Dawn Wilson, managing director of TUI Northern Region Airlines – TUI Airways and TUIfly Nordic speaks to Ian Taylor about flying towards an eco future
Aviation remains vital to travel and destination communities, and there is no immediate prospect of replacing carbon as a fuel. So what can the industry do about climate change?
Dawn Wilson explains: “I’ve worked in aviation for over 30 years and seen many changes. The one consistent theme is the opportunities, investments and stability aviation, travel and tourism bring to many regions that are otherwise disadvantaged. Without aviation many destinations would be practically unreachable. Our goal should be to fulfil aviation’s role with the smallest possible environmental impact.
Do you see increased concern about climate change?
Responsible tourism and climate change have become a core focus for TUI. Our employees and customers expect us to be doing everything we can to make a positive impact in the destinations we fly to.
We regularly debate how to become more sustainable and responsible. My Nordic colleagues are most concerned about climate change, which isn’t surprising as Greta Thunberg’s Fridays for the Future movement started in Sweden. This has made them and their customers more engaged.
We’re mindful that the travel and tourism industry contributes around 5% of global carbon emissions, with half arising from aviation, therefore a reduction in global carbon emissions is essential.
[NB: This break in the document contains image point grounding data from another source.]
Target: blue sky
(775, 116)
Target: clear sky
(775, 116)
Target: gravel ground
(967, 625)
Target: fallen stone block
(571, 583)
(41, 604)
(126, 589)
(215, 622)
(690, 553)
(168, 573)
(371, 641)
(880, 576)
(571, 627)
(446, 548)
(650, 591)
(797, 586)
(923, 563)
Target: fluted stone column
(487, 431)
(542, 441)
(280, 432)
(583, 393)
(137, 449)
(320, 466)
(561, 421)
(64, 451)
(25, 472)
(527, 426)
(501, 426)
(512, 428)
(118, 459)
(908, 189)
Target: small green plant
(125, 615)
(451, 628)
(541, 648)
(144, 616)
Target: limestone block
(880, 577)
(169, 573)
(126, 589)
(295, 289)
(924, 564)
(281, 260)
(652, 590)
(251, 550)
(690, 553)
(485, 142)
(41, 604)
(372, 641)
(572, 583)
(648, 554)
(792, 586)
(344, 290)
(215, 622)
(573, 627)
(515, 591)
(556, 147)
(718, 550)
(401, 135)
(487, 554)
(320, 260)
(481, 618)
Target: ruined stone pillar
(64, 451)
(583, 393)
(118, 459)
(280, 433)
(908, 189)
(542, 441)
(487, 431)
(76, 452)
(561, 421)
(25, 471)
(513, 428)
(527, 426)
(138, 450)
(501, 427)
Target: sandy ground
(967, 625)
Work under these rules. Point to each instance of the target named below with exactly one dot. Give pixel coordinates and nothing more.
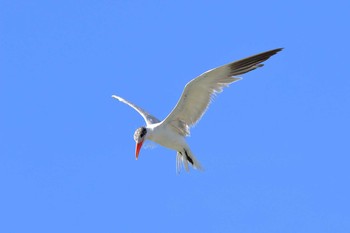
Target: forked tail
(184, 157)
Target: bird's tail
(184, 157)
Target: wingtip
(115, 97)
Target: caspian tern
(193, 103)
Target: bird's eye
(143, 132)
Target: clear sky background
(275, 146)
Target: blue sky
(275, 146)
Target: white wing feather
(198, 93)
(149, 119)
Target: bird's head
(139, 137)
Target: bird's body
(194, 101)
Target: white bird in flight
(193, 103)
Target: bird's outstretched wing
(198, 93)
(149, 119)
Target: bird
(193, 103)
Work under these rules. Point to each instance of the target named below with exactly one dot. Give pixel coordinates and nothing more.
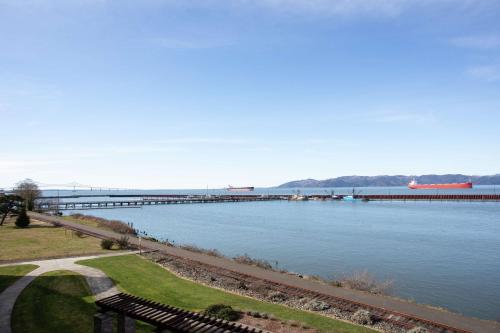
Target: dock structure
(149, 201)
(430, 197)
(137, 201)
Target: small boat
(240, 189)
(298, 197)
(415, 186)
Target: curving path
(417, 310)
(99, 283)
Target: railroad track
(401, 320)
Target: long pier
(137, 201)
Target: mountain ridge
(395, 180)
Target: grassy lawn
(40, 241)
(57, 301)
(143, 278)
(54, 302)
(10, 274)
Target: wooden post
(125, 324)
(103, 323)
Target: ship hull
(440, 186)
(240, 189)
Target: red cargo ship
(240, 189)
(414, 186)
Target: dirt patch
(276, 326)
(261, 290)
As an airline that provides flying for a tour operator, we also know that quality holiday experiences depend on beautiful, biodiverse destinations, thriving communities, stable weather systems and customer comfort.
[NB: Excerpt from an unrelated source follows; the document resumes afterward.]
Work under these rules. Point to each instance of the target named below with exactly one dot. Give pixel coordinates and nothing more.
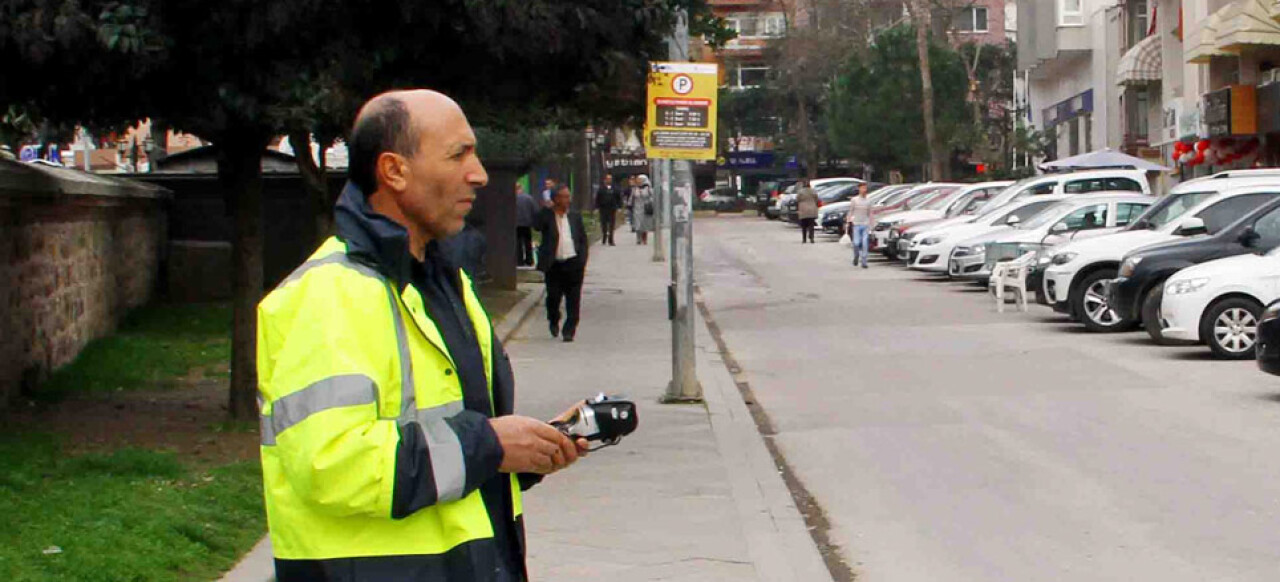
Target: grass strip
(154, 346)
(131, 514)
How is the industry responding?
Aviation is one of the most challenging sectors to decarbonise. TUI Airways has invested in new aircraft, flying the 787 Dreamliner on all our long-haul routes.
As an industry we have developed Iata’s goals for carbon-neutral growth from 2020, and from 2050 the aim is for CO2 emissions to be half what they were in 2005. The Carbon Offsetting and Reduction Scheme for International Aviation (Corsia), which starts from 2020, is key to this.
I’m proud aviation will be the first industry in the world to have a global carbon emissions mechanism in place. Offsetting provides an international solution for aviation.
Other low-carbon solutions can be developed like Sustainable Aviation Fuel (SAF), produced from renewable sources such as municipal waste. This has the potential to reduce lifecycle emissions from aviation fuel by up to 80% compared with fossil fuels.
Unfortunately, only a fraction of the demand for SAF in Europe can be met at the moment which results in high prices and poses a major barrier. We believe incentivising production of SAF would be the preferable way of reducing carbon emissions.
What are TUI airlines’ doing to be more carbon-efficient?
Reducing the carbon footprint of our airline operations is a crucial element of our Better Holidays, Better World strategy.
Due to our modern fleet and fuel conservation efforts, TUI’s airlines now emit 19% less CO2 than the average at Europe’s six largest airlines.
Our two largest carriers, TUI Airways in the UK and TUIfly in Germany ranked first and fourth in the 2018 Atmosfair index of the world’s most-carbon efficient airlines. But we believe more can be done.
We are completing trials using a blend of sustainable aviation fuels and involved in industry initiatives such as the Sustainable Aviation Fuel Users Group and BioPort Holland to help scale sustainable fuels of the future.